ExtremeFLOW / neko

/ᐠ. 。.ᐟ\ᵐᵉᵒʷˎˊ˗
https://neko.cfd/
Other
158 stars 27 forks source link

Add vector version for device ax_helm #1293

Closed njansson closed 1 month ago

njansson commented 1 month ago

The combined ax_helm performs ~20% faster than issuing 3x standard ax_helm kernels (on an Nvidia A100)

njansson commented 1 month ago

TGV fails to converge.

Some infinity shows up for the start residual and pressure is also at a massive scale starting the second iteration.

Details

Do you get any other error messages? The kernel uses quite some shared memory.

Also, it might be something with the padded version. (lx 4, 8, 16)

timfelle commented 1 month ago

TGV fails to converge. Some infinity shows up for the start residual and pressure is also at a massive scale starting the second iteration. Details

Do you get any other error messages? The kernel uses quite some shared memory.

Also, it might be something with the padded version. (lx 4, 8, 16)

Nope, the crash is triggered on a floating point exception not a memory issue.

njansson commented 1 month ago

TGV fails to converge. Some infinity shows up for the start residual and pressure is also at a massive scale starting the second iteration. Details

Do you get any other error messages? The kernel uses quite some shared memory. Also, it might be something with the padded version. (lx 4, 8, 16)

Nope, the crash is triggered on a floating point exception not a memory issue.

Sure, the issue is a in the padded version (indexing issues)

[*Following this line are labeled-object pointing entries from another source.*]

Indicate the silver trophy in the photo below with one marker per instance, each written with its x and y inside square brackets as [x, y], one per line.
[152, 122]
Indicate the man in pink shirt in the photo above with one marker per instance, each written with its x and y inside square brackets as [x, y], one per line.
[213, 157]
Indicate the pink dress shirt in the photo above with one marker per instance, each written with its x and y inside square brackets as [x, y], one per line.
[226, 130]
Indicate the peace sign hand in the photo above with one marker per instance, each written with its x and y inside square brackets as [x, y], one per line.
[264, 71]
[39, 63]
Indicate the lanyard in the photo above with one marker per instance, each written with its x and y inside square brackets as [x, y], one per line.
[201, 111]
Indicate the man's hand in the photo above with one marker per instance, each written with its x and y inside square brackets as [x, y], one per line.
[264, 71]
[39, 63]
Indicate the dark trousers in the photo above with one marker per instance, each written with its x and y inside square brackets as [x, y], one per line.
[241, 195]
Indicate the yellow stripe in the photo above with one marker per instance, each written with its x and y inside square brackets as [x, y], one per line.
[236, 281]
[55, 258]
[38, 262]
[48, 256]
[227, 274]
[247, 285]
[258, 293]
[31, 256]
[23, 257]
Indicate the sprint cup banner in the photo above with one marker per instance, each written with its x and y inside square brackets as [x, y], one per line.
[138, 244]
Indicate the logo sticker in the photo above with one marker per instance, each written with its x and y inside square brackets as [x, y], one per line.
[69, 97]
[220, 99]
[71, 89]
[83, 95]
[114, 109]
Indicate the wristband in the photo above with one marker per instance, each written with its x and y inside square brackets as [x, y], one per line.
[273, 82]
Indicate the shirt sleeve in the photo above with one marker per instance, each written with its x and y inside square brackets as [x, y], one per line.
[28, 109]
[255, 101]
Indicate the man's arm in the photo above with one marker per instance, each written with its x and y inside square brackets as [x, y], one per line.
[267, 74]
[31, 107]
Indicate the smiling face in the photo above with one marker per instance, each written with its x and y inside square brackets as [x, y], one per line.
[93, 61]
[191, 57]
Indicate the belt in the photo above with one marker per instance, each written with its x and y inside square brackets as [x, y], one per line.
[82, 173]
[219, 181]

njansson commented 1 month ago

TGV fails to converge. Some infinity shows up for the start residual and pressure is also at a massive scale starting the second iteration. Details

Do you get any other error messages? The kernel uses quite some shared memory. Also, it might be something with the padded version. (lx 4, 8, 16)

Nope, the crash is triggered on a floating point exception not a memory issue.

Sure, the issue is a in the padded version (indexing issues)

Should be fixed now